Wegen Unklarheiten um den CSD-Anschlag, kam am Mittwoch der Innenausschuss des Berliner Abgeordnetenhauses zu einer Sondersitzung zusammen. Die Berliner Polizeipräsidentin Barbara Slowik Meisel erklärte, dass die Überwachung von Abdul B. nichts erbracht habe, was eine Fußfessel oder eine Präventivhaft gerechtfertigt hätte. Auch hätte nichts auf eine bevorstehende terroristische Straftat hingewiesen. Viele andere Fragen blieben weiterhin ungeklärt.

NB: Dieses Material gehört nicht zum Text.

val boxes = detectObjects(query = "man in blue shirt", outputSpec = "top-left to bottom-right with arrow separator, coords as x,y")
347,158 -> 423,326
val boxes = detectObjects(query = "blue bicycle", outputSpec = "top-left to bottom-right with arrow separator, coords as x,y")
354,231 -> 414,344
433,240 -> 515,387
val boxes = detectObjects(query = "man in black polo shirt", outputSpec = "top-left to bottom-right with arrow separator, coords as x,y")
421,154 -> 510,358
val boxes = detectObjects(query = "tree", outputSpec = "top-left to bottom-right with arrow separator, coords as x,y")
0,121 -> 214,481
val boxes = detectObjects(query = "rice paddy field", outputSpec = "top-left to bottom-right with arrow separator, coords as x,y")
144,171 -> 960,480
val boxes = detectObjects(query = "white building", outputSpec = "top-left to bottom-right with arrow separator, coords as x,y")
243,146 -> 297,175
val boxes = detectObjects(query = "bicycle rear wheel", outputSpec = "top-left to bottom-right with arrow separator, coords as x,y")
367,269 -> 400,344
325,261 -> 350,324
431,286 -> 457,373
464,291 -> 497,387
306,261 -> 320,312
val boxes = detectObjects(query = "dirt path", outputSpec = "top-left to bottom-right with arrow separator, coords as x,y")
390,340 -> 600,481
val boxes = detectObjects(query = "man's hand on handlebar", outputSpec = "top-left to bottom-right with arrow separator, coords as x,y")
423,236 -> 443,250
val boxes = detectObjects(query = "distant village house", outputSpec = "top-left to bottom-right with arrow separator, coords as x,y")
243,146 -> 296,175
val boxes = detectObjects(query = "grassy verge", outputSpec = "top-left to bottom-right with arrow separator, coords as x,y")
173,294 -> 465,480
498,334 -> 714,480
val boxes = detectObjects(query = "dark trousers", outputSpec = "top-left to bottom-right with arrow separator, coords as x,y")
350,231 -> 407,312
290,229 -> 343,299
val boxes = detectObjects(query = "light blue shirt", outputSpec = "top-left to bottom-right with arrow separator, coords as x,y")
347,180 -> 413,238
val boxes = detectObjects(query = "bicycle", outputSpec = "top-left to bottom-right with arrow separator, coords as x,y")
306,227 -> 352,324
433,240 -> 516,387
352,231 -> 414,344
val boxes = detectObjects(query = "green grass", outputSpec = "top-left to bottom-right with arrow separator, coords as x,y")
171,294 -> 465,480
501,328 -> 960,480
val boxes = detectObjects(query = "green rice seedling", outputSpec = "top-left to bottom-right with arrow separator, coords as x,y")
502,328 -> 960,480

Steinmeier ernennt drei neue Minister

Bundespräsident Frank-Walter Steinmeier hat drei neuen Ministern die Ernennungsurkunden überreicht. Carsten Linnemann ist nun Gesundheitsminister, Nina Warken Kanzleramtsministerin und Steffen Bilger Verkehrsminister. Im Laufe des Tages nahmen die drei ihre Amtsgeschäfte auf. Vereidigt werden sie wegen der parlamentarischen Sommerpause jedoch erst im September.

BMW streicht 8.000 Stellen

BMW will bis Ende 2027 rund 8.000 Stellen weltweit abbauen. Der Stellenabbau soll über natürliche Fluktuation sowie ein Abfindungsprogramm auf freiwilliger Basis erfolgen. Betroffen sind dabei vor allem Büroarbeitsplätze. Es wird damit gerechnet, dass in Deutschland mehr als 4.000 Stellen wegfallen könnten.

Brandanschlag im Wallfahrtsort

Kurz vor dem internationalen Jugendfestival in Medjugorje in Bosnien-Herzegowina hat ein Mann einen Außenaltar in Brand gesetzt und mehrere Marienstatuen mit Graffiti beschmiert. Die Polizei konnte den Tatverdächtigen festnehmen.

Mädchen an Gen-Experiment gestorben

Bei einem umstrittenen Genexperiment in China starb ein sechsjähriges Mädchen mit einer seltenen Krankheit. Es verstarb im März 2025, nach der weltweit ersten klinischen Genbearbeitung per Virus-Injektion. Die Eltern zahlten rund 860.000 US-Dollar und fordern Konsequenzen, denn die Risiken seien nicht klar kommuniziert worden.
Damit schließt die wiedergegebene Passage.